IBM has developed the world’s first energy-efficient AI chip. The AI hardware accelerator chip’s novel design supports a range of model types and achieves superior performance in terms of power efficiency, the team claimed.
IBM revealed the chip’s details in a paper presented at the ongoing 2021 International Solid-State Circuits Virtual Conference (ISSCC). The technology can be scaled and used for several applications such as large-scale model training in the cloud, security, etc. “Such energy-efficient AI hardware accelerators could significantly increase compute horsepower, including in hybrid cloud environments, without requiring huge amounts of energy,” the company blog said.
What Is AI Accelerator
An AI accelerator is a high-performing parallel computation machine designed to process AI workloads such as neural networks with excellent efficiency. The chips have novel designs and are focused on low-precision arithmetic data flow architectures or in-memory computing capabilities.

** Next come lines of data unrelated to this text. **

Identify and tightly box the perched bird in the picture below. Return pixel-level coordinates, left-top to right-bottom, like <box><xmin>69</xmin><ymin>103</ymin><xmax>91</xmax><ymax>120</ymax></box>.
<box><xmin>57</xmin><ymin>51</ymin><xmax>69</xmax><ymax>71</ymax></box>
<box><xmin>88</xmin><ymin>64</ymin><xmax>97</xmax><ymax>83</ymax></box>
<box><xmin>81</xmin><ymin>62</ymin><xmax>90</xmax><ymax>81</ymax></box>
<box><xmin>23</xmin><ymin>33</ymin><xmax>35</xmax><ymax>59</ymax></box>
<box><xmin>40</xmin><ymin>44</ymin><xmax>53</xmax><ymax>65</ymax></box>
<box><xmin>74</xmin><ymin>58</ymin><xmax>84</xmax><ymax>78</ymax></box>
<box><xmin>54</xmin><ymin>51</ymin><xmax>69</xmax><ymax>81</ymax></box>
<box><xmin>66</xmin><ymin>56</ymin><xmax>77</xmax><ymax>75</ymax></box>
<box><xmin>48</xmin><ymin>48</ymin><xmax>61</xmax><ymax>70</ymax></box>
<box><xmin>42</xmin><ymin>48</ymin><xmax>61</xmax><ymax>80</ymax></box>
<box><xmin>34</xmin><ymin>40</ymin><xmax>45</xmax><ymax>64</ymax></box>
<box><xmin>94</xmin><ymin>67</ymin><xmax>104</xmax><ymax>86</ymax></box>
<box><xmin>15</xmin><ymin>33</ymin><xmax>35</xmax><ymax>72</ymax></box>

AI Acceleration chips are gaining currency as they significantly reduce the amount of time taken to train and execute an AI model. The chips can be used to execute special tasks that are off-limits for CPUs.

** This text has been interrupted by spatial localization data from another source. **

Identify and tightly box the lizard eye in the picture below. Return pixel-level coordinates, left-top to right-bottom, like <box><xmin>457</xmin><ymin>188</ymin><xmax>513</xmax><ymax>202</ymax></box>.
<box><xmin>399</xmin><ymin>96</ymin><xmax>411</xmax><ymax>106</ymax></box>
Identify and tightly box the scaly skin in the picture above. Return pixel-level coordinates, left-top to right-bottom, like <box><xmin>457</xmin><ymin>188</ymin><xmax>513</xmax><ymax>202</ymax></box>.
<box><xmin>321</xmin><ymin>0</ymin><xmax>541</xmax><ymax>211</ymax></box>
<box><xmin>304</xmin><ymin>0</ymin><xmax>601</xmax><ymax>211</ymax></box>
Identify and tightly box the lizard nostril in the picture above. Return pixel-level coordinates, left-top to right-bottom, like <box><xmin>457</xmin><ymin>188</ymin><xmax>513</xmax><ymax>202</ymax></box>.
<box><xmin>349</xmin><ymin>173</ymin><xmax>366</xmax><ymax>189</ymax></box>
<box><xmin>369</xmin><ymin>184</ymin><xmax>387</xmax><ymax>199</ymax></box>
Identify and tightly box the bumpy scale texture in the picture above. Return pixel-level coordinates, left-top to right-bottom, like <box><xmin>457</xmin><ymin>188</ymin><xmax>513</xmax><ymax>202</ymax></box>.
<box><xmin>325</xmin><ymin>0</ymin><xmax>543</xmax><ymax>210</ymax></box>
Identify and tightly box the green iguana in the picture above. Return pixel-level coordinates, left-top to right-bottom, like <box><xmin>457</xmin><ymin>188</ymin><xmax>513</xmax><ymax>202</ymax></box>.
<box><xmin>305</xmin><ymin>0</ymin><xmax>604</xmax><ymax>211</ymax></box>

IBM’s Energy Efficient AI Chips
As use cases expanded, the AI models have grown in complexity, leading to higher energy consumption and larger carbon footprint.

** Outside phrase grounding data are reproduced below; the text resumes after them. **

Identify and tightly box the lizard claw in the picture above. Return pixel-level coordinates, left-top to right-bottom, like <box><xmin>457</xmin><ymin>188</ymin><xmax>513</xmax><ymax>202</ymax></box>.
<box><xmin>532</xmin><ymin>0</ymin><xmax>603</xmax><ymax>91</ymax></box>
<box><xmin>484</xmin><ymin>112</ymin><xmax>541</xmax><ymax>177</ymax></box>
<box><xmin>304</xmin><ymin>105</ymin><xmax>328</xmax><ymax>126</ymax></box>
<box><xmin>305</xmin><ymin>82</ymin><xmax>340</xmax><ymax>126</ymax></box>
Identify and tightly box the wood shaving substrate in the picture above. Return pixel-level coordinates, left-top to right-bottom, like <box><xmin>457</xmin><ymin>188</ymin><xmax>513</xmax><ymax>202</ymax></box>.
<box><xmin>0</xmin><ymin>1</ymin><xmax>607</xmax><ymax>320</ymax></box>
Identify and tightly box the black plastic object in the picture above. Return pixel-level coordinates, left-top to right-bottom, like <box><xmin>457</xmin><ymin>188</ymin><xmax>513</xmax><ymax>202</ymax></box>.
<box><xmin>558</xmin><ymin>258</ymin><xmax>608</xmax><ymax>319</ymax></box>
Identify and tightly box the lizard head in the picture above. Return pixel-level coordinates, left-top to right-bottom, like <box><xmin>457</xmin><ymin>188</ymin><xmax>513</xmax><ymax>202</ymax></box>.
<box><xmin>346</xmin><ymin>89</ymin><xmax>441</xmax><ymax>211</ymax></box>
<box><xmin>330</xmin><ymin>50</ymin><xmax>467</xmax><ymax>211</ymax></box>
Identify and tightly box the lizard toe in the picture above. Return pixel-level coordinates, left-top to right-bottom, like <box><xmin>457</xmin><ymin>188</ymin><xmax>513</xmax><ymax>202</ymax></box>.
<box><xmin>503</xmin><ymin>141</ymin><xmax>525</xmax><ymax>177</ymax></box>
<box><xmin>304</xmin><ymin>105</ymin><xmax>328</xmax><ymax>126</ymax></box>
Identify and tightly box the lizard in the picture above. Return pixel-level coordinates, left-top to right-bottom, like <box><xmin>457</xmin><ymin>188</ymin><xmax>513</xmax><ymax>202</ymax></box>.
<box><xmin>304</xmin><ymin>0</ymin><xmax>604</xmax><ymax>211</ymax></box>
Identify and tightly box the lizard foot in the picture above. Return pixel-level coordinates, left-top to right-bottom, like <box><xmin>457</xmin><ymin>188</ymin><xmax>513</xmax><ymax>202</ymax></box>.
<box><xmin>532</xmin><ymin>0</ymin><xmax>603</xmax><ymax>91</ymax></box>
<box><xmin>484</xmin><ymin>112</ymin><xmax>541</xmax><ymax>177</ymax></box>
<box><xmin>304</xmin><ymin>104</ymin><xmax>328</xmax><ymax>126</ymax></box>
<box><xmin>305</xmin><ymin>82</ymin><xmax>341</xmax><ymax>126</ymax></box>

“But we want to change this approach and develop an entirely new class of energy-efficient AI hardware accelerators that will significantly increase compute power without requiring exorbitant energy,” IBM said.
The Big Blue are committed to the cause since 2015. Since then, IBM has seen a 2.5X improvement every year in terms of power performance. The steps taken by IBM in this regard involved:
- The creation of algorithmic techniques to enable training and inference without compromising on prediction accuracy.
- Development of chip design and architecture to build highly efficient complex compute engines that execute complex workloads.
- The team is also putting together a software stack to ensure hardware transparency to the application developer.
The new chip is highly optimised for low precision training and inference for different AI model types without risking the loss of quality at the application level.
This chip is the first to use an ultra-low precision hybrid FP8 (HFP8) format (used for training deep learning models in a state-of-art 7 nm EUV-based chip) and displayed better performance and power compared to other dedicated training and inference chips.
The chip is also the first to include power management in AI hardware accelerators. The chip’s performance within its total power budget can be maximised by slowing it down during the computation phases with high-power consumption, IBM researchers showed.
Further, the chip has high sustained utilisation at 80 percent for training and 60 percent for inference. The numbers are much higher compared to the 30 percent utilisation observed in typical GPUs.
Wrapping Up
The new AI core and chip can be used for several clouds to edge applications such as cloud training of deep learning models in vision and speech and natural language processing using 8-bit formats.
Autonomous vehicles, cameras, mobile phones could also benefit from this technology, along with federated learning at the edge for privacy, security, and compliance.